The ICC issued its arrest warrant for Sudanese president for Omar al-Bashir today. I won’t add to the cacophony of voices (including in yesterday’s Times: read for and against arguments) weighing in on where this is going. Suffice it to say, there is plenty of hope and maybe even more anxiety about what the arrest warrant means for peace, stability and justice in Sudan.
In poking around for more info on the conflict, though, I came upon an interesting discussion of violent deaths in Darfur in the first three-quarters of 2008. Analyzing UNAMID and Genocide Intervention Network figures, Alex de Waal at the Social Science Resource Council estimates that between 1,200 and 1,500 violent deaths occurred in Darfur between January 1 and September 8, 2008. Between 359 and 720 and civilians died violently in that period.
I wondered how these figures compared to those in crime-ridden cities. Rio de Janeiro is interesting because it has a population of 6.1 million — about the same as the (admittedly contentious) estimations of the population of Darfur. In 2006, there were 2,273 murders in Rio (OK, I got this from a Wikipedia article, but it is cited); in earlier years, there have been more than 7,000. Yet Rio remains an international tourist destination.
In pointing out this extremely rough comparison, I risk vast oversimplification. Not only do violent deaths not tell the story of horrible suffering brought on by displacement, poverty, sexual violence and environmental degradation, they also do not include the many deaths caused by disease and hunger that are basically a result of the violence. I also do not wish to distract from the terrible violence of 2003-2005, during which most of the frequently cited figure of hundreds of thousands of Darfuri deaths (both violent and otherwise) occurred. That violence remains unanswered, and ICC supporters hope that the Bashir case will bring closure and resolution to that.

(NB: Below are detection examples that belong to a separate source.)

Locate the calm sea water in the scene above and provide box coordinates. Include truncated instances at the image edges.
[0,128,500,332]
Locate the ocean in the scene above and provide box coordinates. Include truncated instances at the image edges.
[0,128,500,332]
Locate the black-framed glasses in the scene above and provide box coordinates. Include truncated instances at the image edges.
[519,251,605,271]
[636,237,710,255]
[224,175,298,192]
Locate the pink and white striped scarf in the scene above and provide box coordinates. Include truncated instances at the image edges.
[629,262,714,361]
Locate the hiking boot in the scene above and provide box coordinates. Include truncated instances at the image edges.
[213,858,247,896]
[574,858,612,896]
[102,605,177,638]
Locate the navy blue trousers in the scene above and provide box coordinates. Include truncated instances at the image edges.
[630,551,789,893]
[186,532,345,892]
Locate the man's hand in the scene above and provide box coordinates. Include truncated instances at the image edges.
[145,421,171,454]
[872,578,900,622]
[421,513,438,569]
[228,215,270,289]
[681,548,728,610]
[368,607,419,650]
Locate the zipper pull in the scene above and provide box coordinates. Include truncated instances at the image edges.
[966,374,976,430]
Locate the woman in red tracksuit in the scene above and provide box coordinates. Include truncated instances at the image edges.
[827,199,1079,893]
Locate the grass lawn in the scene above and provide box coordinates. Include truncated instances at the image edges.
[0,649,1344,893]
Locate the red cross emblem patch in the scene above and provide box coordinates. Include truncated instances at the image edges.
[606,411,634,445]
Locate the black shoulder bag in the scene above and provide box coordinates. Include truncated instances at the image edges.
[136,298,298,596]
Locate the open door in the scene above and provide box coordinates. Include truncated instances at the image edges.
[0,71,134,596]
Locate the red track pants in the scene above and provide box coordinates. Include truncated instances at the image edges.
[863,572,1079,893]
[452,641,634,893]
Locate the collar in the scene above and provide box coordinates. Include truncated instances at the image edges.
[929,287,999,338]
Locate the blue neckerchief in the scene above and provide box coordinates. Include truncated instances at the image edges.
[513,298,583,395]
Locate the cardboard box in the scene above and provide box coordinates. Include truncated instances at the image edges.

We also know that, just because Rio is a tourist destination doesn’t mean it’s fun and games for everyone — it is no picnic to live in its favelas.
Despite all those provisos, though, these violent death figures do make one stop and think about all the energy being devoted to Darfur right now, when there are much more extreme losses of life going on in the world. (Three weeks of Israeli bombs in Gaza killed as many people as eight months of factional fighting in Darfur last year.) If nothing else, it helps clarify why there is such continued controversy over what the U.S. and anyone else should do vis-a-vis Darfur.